Since everybody wants to see some dissing (well, maybe only Mark), and Terry’s been accused of “joining the ranks of other conservative authors and commentators who have recently been expressing their disdain for ‘modern art’ and literature,” I thought I’d weigh in.
Terry has been called “conservative” for expressing his dislike for Virginia Woolf, who he dared to call “marginally readable.” But how precisely is this conservative? Is Terry conservative because he writes for Commentary and The Wall Street Journal? Is Terry conservative because he expressed disfavor towards a woman? (And if that were the case, why then did he also praise the Algonquin Round Table, led by Dorothy Parker, in the same post?) What precisely is it, in Robert Green’s mind, that makes Terry the literary equivalent of a gun-toting right-to-lifer?
Point of Order: “One would think that conservatives would value an approach to literature that keeps the emphasis on its literary qualities, on its capacity to reinvigorate the aesthetic impulse, to exemplify imaginative ‘human accomplishment,’ to use Murray’s phrase. In my mind a truly conservative approach to art would seek to preserve the Western tradition of artistic skill and innovation to which writers like Joyce, Faulkner, and Woolf decidedly belong.”
Beyond the extremely conflicting manner in which Daniel “I Came Off the MFA Assembly Line” Green lays down his terms, what this basically boils down to is another literary vs. popular snobfest. I can imagine literary champions shoving such terrible misfires as Faulkner’s Sanctuary and Woolf’s The Voyage Out down throats like plastic polymer vitamins we have to enjoy, that we must not admonish, and that we must hole up with, a glass of claret in our hands, killing all doubts, extolling the literary qualities in the same shameful way that an unemployed steel worker stands in the dole line. The Grand Literary Author, it would seem, can do no wrong.
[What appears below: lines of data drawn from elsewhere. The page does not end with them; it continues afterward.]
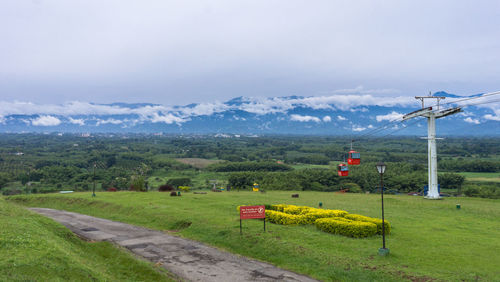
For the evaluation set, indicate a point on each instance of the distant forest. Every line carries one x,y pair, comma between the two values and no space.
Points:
40,163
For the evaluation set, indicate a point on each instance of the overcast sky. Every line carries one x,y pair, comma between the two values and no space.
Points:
179,52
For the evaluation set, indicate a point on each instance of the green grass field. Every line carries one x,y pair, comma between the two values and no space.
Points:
429,239
481,176
35,248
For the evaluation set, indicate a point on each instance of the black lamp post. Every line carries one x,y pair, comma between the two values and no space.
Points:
93,178
381,169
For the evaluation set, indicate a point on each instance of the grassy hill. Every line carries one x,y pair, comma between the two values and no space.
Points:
35,248
429,239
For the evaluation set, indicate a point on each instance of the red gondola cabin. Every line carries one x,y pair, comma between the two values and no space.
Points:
342,170
354,158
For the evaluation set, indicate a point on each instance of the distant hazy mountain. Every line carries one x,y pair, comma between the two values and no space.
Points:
326,115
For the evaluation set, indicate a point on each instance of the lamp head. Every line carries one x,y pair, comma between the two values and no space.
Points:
381,167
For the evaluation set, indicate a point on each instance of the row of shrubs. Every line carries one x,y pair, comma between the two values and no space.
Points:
332,221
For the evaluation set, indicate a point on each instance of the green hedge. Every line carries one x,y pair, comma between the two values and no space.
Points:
342,226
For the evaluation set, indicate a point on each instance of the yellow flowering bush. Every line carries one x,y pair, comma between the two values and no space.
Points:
356,229
285,219
332,221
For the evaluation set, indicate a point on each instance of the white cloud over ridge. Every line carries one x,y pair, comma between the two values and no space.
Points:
46,121
78,121
300,118
389,117
471,120
80,113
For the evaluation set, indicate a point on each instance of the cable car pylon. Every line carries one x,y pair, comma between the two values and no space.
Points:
431,115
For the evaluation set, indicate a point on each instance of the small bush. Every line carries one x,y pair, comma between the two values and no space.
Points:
184,188
342,226
166,188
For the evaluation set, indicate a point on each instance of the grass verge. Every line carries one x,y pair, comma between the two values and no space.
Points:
35,248
429,240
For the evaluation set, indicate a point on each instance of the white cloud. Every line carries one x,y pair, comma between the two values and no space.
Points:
304,118
358,128
390,117
168,119
496,115
471,120
79,121
361,90
46,121
109,121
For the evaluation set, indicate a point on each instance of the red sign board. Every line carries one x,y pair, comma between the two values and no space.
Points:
250,212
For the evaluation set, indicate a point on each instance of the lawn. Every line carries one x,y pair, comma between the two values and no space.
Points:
35,248
481,176
429,239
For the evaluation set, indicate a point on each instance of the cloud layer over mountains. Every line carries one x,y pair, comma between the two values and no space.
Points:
345,112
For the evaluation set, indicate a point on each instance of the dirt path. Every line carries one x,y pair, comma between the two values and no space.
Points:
187,259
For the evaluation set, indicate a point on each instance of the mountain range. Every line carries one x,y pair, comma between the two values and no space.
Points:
324,115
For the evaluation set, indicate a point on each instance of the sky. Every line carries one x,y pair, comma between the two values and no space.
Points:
181,52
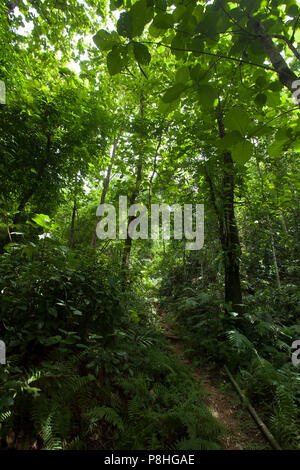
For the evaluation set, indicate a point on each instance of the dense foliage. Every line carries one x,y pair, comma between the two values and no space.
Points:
162,101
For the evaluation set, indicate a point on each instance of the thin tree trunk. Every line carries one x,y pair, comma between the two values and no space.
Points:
128,240
285,74
230,237
106,183
72,229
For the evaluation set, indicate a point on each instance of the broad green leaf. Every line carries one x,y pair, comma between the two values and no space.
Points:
296,145
237,119
141,15
230,139
207,95
163,21
242,151
141,54
103,40
42,220
125,25
182,75
260,99
114,64
178,43
173,93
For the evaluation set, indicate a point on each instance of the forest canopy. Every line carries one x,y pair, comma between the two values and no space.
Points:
191,107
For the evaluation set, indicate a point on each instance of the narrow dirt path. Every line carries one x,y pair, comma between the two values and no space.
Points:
242,433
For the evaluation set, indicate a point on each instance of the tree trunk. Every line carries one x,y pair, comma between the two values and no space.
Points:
285,74
106,184
72,229
228,230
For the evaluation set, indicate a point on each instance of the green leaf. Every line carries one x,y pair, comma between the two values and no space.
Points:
230,139
114,64
197,46
125,25
163,21
178,42
42,220
196,72
296,145
237,119
182,75
260,99
141,15
173,93
141,53
207,95
103,40
242,151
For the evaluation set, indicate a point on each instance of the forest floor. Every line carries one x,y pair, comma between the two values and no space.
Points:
242,433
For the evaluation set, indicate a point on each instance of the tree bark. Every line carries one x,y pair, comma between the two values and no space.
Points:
229,236
106,183
72,229
285,74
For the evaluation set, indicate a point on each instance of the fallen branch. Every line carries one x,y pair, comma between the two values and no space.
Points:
263,428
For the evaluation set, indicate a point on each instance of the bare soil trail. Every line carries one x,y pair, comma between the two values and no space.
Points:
242,433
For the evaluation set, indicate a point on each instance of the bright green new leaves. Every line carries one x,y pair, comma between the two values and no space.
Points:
237,119
174,92
163,21
230,139
141,53
104,40
114,62
42,220
260,99
182,75
125,25
242,151
206,95
240,148
132,23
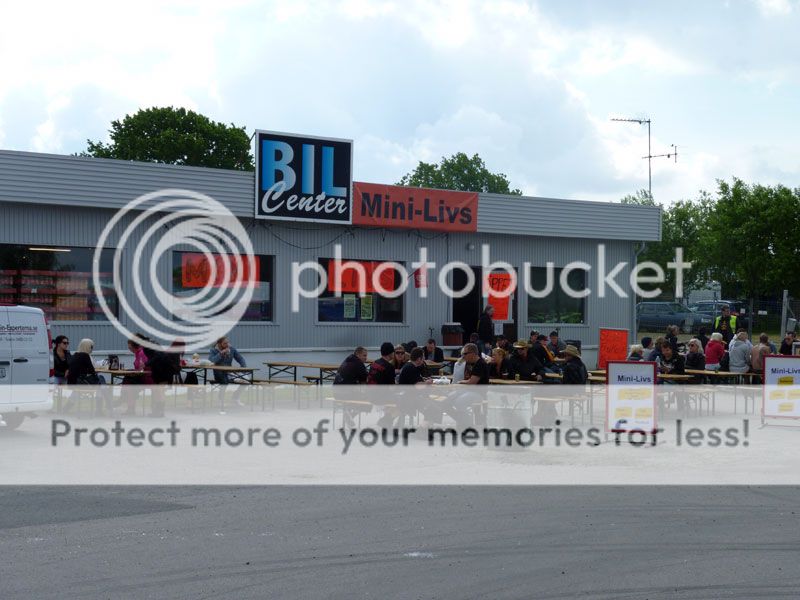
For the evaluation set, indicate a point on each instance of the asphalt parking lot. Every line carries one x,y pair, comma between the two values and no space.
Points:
399,542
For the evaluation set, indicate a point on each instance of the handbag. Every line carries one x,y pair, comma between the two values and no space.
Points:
89,379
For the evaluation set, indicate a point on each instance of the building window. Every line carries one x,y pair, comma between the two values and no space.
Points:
191,271
58,280
558,306
350,306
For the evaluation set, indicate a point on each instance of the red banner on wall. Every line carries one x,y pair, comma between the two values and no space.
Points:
379,205
499,282
196,270
347,279
613,346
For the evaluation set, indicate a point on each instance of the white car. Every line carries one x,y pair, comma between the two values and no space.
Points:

And how reactionary is that?
The conservative critic is the one who falls into line, who likes everything handed to him from the canon, and who regurgitates the same tired arguments. The conservative critic is the one who stands against snarky fun, setting forth the “play nice” dogma into a bullshit manifesto for a fledgling magazine. The conservative critic is sometimes like Heidi Julavits, Dale Peck, Laura Miller, and (in this case) Scott Green: replacing valid criticism and the joys of reading with a stunning need for attention.
Terry may not have elucidated his reasons for disliking Woolf, but I can give you a one sentence exemplar, res ipsa loquitur really, that might express why:
She thought of three different scenes; she thought of Mary sitting upright and saying, ‘I’m in love — I’m in love’; she thought of Rodney losing his self-consciousness among the dead leaves, and speaking with the abandonment of a child; she thought of Denham leaning upon the stone parapet and talking to the distant sky, so that she thought him mad.
That’s from Night and Day. And if you think that convulted attempt to get at consciousness is even remotely readable, then I shudder at your sensibilities. Woolf may have been among the first authors to describe every nicety of existence under the sun, but that doesn’t mean that she should have.
Excluding A Room of One’s Own and Mrs. Dalloway (from what I’ve read of Woolf — and I started, unfortunately, at the beginning), I’m in Terry’s camp. But then I whole-heartedly confess that I am bored by ponderous and humorless prose.